Visual Samples Suggestive of the Right Way to Approach B2B Content

I typically offer up a custom pencil sketch for my first connection with someone I have not worked with before – and I try to offer a sketch that is suggestive that conceptually shows the custom content can go in a lot of different directions. So I use something like the one above:

Or something like this:



Five Ways Not to Approach B2B Content

But of course that presumes that my audience is not approaching it in the correct way – and after founding Frame Concepts ten years ago and hundreds (thousands?) of conversations later with colleagues on the client side of the fence the answer is a resounding, “Yes”.  And the way it goes wrong clusters into five basic groups as follows:

1. Lots and lots of text – we have so many thoughts about the value of the solution at hand, may as well as throw it on the web page, the presentation, the paper etc. and see what grabs the audience. The result is nothing grabs them because no-one reads it.

2. Stock Images – lets “fancy” it up and make the web page or powerpoint or paper look “professional” and insert stock photos of good looking office workers so its not all text. The result is again nothing grabs them because their is no explanatory tie-in between the solution content and the images.
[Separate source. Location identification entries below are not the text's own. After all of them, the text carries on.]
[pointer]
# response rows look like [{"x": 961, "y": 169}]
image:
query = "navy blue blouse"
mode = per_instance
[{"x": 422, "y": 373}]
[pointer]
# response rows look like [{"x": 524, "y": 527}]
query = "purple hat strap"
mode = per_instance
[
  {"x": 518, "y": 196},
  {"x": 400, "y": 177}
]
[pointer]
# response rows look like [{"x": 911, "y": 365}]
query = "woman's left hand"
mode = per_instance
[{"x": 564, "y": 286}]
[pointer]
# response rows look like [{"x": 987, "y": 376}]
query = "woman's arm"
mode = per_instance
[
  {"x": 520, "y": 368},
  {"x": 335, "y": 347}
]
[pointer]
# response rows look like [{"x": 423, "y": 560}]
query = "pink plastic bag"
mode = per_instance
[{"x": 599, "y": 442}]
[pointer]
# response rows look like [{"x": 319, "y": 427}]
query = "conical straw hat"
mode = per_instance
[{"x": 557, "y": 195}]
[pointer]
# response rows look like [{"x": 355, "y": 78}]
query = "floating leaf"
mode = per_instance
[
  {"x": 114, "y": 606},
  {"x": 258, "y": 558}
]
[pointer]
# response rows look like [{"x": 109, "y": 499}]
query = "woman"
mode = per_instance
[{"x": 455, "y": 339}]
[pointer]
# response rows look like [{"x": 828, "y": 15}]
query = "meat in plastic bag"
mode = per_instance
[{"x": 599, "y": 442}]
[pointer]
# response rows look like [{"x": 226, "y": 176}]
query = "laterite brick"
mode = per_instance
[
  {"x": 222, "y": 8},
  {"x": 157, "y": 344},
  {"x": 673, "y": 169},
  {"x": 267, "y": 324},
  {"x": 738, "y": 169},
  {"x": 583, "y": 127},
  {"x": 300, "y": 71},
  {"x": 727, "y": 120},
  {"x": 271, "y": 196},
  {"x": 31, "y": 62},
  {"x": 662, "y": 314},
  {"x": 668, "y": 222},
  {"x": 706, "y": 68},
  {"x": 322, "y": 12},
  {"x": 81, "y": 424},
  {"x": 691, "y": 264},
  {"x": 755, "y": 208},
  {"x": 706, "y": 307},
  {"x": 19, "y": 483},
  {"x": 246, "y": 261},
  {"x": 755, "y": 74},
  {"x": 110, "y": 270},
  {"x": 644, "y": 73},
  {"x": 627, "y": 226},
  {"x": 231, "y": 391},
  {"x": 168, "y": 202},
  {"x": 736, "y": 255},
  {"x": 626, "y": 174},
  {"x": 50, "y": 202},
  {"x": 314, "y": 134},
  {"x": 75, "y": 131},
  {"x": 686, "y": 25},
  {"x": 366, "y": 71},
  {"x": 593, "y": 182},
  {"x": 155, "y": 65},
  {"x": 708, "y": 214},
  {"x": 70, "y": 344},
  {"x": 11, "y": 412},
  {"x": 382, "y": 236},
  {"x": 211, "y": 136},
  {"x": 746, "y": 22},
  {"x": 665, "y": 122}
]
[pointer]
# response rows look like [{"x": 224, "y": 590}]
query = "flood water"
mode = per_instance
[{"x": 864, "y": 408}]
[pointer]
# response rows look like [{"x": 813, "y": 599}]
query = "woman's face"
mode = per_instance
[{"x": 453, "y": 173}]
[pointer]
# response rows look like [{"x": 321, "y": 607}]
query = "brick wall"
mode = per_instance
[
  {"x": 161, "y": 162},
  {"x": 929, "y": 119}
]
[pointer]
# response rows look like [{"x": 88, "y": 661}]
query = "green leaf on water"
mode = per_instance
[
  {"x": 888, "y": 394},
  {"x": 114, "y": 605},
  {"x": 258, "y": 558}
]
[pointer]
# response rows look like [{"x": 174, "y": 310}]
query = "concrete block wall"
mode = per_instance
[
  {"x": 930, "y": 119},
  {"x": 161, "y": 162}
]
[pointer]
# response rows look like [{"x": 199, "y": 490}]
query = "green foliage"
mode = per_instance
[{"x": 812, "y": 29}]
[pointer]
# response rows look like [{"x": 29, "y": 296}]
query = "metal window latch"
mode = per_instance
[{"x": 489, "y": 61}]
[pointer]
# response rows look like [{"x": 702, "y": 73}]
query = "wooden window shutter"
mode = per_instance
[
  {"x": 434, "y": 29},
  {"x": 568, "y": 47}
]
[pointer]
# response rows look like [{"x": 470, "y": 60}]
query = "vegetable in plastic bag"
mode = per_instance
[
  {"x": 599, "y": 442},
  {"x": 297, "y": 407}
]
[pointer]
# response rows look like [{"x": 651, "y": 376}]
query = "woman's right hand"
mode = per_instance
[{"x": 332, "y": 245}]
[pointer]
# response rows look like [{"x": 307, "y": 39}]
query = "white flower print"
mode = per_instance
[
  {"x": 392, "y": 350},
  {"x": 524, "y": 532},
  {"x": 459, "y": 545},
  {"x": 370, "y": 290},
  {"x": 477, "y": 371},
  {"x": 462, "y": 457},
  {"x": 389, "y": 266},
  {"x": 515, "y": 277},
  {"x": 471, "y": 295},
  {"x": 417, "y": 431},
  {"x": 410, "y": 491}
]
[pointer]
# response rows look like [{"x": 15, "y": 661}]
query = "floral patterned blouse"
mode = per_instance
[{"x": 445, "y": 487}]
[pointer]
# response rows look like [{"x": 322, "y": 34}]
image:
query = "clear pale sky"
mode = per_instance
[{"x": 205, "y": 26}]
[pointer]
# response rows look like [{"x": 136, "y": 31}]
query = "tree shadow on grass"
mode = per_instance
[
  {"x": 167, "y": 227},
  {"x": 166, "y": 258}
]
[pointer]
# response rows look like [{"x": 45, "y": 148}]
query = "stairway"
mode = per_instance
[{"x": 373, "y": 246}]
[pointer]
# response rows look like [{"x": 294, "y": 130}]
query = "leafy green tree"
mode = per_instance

3. Product Screenshots – well the screenshots of the user interface are certainly suggestive of part of the solution and they can see some of the functionality with the button labels. But the problem here is that you are trying to convince a business buyer the value of the solution – and that value is not lurking on a screenshot of the user interface – the conceptual point and value of the solution is … well a concept … and you need to do the hard work to visualize that concept. No – Do not do a stock photo image search for that concept. See above point 2.

4. Use clip art and graphic design – PowerPoint comes with graphic design features – clip art, transitions, shapes, drop-shadow or you could hire a graphic designer to lay out the text and clip art with a professional look and feel. The problem is that you are not dealing with the problem at hand – visually trying to explain the point and value of the solution offering. Clip art and graphic design in general  brings it into brand and perhaps makes it look professional but does zero to actually advance the understanding the solution.

5. Leverage Icons – this seems to be a fad now and a lot of WordPress website themes come loaded with stock iconography. So in this case, the design breathes a bit more – some white space and some stock icons instead of titles and solution names. But again the end result is to make the content look like it has gone through the process of concept sketching and information design. when in reality is just aping a bit of the look and feel of information design with some stock icons. No substitute for a blank page and concept sketching off of a kickoff ideation session with subject matter experts in the hands of a capable illustrator and information designer (not graphic design)

A Rendered Pencil Sketch Style Visual Solution Explanation

In Conclusion

The irony here is that the majority of time in that typical first encounter I spend with someone who I have not worked with usually yields a response indicating they have a visual content solution in some form in place. But when I look at their website and their B2B content kit – I see all of it (not some of it) has applied one or more of these Five Ways Not to Approach B2B Content. And then by ideating and showing them live samples of custom content we create in their space and loads of loads of diplomacy – the hope is they “get it”.  A casual glance at most of the content on even the Fortune 500 B2B tech and consulting space – our sweet spot – suggests that most still do not “get it.”